The challenges after Copenhagen will be to put into practice whatever is agreed, and to develop the approaches, policies and practices needed to effectively integrate the objectives of climate change mitigation and adaptation with sustainable forest management (SFM) and biodiversity protection. These approaches must at the same time contribute to the welfare of rural people in developing countries.
Forests and climate change are intrinsically linked, in ways that extend beyond carbon. Climate change and global warming could change the forest landscape worldwide and vice versa. Changes in global climate — through higher mean annual temperatures, altered precipitation patterns and more frequent and extreme weather events — may have diverse effects on forests, including stress, compositional and functional changes, and changes in the capacity of forests to provide products and services. These effects are as yet poorly understood.
Forest ecosystems capture and store carbon dioxide (CO2), making a major contribution to the mitigation of climate change. When forests are destroyed, over-harvested or burned, however, they can become a source of CO2 emissions.

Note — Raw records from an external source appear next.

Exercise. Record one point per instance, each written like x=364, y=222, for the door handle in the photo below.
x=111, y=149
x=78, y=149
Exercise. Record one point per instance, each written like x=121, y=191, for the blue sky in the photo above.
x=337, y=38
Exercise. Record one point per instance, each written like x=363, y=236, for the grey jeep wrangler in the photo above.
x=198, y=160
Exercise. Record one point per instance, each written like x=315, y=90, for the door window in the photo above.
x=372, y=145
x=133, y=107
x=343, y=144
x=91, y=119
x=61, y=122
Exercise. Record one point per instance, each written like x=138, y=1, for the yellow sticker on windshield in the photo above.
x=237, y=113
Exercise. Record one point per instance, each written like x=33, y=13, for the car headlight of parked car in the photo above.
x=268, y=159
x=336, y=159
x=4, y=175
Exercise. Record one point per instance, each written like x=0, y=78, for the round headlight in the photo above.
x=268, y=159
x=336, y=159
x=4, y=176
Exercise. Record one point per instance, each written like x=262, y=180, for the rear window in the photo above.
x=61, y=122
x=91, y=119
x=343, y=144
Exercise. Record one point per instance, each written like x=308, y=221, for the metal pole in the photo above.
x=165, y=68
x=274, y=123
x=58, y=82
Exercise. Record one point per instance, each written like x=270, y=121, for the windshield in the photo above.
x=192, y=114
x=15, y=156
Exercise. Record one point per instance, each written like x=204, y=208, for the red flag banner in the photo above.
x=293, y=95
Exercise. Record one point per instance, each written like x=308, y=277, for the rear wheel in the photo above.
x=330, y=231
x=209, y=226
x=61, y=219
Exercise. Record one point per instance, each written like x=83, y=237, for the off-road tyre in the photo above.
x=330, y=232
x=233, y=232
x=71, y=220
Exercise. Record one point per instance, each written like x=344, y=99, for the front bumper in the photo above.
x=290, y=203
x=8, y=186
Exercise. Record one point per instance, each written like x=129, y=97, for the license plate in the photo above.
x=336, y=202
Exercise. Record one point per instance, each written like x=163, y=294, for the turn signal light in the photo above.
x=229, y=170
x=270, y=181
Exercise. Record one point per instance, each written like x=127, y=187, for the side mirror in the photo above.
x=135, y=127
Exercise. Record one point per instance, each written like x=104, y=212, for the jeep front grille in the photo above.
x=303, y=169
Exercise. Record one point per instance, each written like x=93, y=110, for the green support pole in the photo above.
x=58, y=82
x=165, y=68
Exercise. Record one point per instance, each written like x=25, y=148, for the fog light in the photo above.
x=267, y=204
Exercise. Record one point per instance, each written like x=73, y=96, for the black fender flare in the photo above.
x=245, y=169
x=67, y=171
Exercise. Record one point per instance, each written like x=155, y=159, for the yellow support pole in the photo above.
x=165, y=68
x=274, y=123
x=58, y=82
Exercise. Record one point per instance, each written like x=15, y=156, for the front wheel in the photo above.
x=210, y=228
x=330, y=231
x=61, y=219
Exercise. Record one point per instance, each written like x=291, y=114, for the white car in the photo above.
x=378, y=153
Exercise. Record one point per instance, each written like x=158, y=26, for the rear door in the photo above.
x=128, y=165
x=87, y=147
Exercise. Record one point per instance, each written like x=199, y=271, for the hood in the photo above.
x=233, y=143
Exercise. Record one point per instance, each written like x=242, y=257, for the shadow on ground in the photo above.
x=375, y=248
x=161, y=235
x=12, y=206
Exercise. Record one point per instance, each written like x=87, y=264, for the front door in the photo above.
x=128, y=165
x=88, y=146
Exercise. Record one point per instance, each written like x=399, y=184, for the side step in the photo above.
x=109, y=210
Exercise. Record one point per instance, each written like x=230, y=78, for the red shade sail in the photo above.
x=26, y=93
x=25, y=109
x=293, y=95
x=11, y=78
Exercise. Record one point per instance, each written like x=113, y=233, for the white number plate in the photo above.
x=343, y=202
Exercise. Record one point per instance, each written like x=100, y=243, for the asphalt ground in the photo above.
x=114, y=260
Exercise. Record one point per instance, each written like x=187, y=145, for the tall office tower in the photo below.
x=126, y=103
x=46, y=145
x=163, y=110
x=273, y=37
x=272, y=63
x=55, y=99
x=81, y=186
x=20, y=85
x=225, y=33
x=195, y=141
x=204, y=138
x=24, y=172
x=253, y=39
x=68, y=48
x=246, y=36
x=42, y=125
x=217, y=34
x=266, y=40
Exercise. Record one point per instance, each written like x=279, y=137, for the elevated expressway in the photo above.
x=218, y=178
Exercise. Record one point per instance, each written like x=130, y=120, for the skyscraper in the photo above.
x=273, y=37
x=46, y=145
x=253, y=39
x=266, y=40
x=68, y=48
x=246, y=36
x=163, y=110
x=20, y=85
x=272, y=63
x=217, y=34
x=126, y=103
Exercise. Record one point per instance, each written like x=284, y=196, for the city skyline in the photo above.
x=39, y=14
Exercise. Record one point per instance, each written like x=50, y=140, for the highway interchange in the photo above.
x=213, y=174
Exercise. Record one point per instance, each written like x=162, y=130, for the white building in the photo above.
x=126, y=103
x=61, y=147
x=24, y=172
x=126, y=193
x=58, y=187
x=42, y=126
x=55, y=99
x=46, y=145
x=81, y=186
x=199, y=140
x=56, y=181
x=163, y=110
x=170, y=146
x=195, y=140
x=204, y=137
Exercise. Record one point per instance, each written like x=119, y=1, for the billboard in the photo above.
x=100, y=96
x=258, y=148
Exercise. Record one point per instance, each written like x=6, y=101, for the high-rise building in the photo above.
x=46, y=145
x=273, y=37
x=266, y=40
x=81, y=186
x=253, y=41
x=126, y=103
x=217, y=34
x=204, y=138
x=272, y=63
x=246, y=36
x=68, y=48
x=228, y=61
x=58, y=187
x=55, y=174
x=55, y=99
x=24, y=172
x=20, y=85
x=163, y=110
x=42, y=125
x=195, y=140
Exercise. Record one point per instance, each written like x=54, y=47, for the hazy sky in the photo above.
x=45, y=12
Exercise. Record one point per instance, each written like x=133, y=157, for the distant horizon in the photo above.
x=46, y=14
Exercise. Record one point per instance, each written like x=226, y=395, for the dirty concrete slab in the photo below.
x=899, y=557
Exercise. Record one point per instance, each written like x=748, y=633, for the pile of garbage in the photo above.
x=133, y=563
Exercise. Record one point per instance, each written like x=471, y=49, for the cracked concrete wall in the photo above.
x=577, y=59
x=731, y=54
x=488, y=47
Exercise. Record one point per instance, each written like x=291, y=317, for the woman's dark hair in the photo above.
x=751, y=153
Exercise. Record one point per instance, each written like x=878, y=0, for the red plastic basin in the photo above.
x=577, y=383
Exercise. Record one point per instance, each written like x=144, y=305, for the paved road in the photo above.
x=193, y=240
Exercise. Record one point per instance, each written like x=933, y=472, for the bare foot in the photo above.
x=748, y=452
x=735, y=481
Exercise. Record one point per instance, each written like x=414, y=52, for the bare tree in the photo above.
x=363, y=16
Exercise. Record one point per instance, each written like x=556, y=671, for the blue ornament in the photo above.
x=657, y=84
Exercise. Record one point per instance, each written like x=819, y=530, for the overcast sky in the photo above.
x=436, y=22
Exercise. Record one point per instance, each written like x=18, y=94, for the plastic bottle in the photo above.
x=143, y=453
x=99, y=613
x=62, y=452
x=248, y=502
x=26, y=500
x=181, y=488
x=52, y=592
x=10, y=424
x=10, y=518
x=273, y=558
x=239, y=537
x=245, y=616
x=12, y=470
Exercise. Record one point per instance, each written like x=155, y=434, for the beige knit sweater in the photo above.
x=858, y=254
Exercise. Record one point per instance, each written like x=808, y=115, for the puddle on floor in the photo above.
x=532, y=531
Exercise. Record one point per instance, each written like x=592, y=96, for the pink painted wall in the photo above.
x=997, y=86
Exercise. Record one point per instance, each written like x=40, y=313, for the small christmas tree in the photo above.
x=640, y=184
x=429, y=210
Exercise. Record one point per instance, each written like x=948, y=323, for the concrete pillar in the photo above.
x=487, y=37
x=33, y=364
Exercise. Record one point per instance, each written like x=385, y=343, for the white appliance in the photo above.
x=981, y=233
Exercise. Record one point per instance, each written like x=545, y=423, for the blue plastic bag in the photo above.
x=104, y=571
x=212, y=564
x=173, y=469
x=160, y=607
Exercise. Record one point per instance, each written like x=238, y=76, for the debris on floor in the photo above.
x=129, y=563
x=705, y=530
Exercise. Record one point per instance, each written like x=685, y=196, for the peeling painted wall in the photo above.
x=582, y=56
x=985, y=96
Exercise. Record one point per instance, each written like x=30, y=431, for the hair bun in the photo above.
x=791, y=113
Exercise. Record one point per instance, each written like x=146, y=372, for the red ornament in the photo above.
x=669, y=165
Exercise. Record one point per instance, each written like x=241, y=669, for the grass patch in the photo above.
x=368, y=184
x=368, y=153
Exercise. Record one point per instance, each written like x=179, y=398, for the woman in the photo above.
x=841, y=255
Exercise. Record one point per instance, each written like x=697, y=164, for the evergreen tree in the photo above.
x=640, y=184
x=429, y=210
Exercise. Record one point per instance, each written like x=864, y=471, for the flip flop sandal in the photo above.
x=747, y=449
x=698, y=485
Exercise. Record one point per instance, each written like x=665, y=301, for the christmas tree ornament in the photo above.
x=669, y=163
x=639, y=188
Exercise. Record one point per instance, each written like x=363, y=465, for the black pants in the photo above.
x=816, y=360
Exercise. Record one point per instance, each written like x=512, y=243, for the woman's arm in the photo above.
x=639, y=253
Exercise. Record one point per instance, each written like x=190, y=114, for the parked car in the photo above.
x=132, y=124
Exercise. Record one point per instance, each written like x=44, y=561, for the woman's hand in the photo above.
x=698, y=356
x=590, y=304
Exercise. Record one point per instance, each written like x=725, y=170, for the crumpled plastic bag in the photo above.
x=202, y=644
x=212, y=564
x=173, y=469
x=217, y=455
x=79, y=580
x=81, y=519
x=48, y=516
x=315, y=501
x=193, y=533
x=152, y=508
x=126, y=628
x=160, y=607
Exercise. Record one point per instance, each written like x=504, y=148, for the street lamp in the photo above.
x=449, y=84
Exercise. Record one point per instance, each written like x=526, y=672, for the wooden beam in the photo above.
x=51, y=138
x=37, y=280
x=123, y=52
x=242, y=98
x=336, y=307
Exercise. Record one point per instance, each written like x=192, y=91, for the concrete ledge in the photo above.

From the perspective of climate, SFM is a means of achieving the goals outlined by the UNFCCC with respect to forests:

  • using forests for carbon capture and storage, thus reducing the emissions of greenhouse gases — in this way, forests become part of a climate strategy for mitigation; and
  • using forests and trees as part of a strategy to cope with impacts of climate change--in this way, forests become part of a climate strategy for adaptation.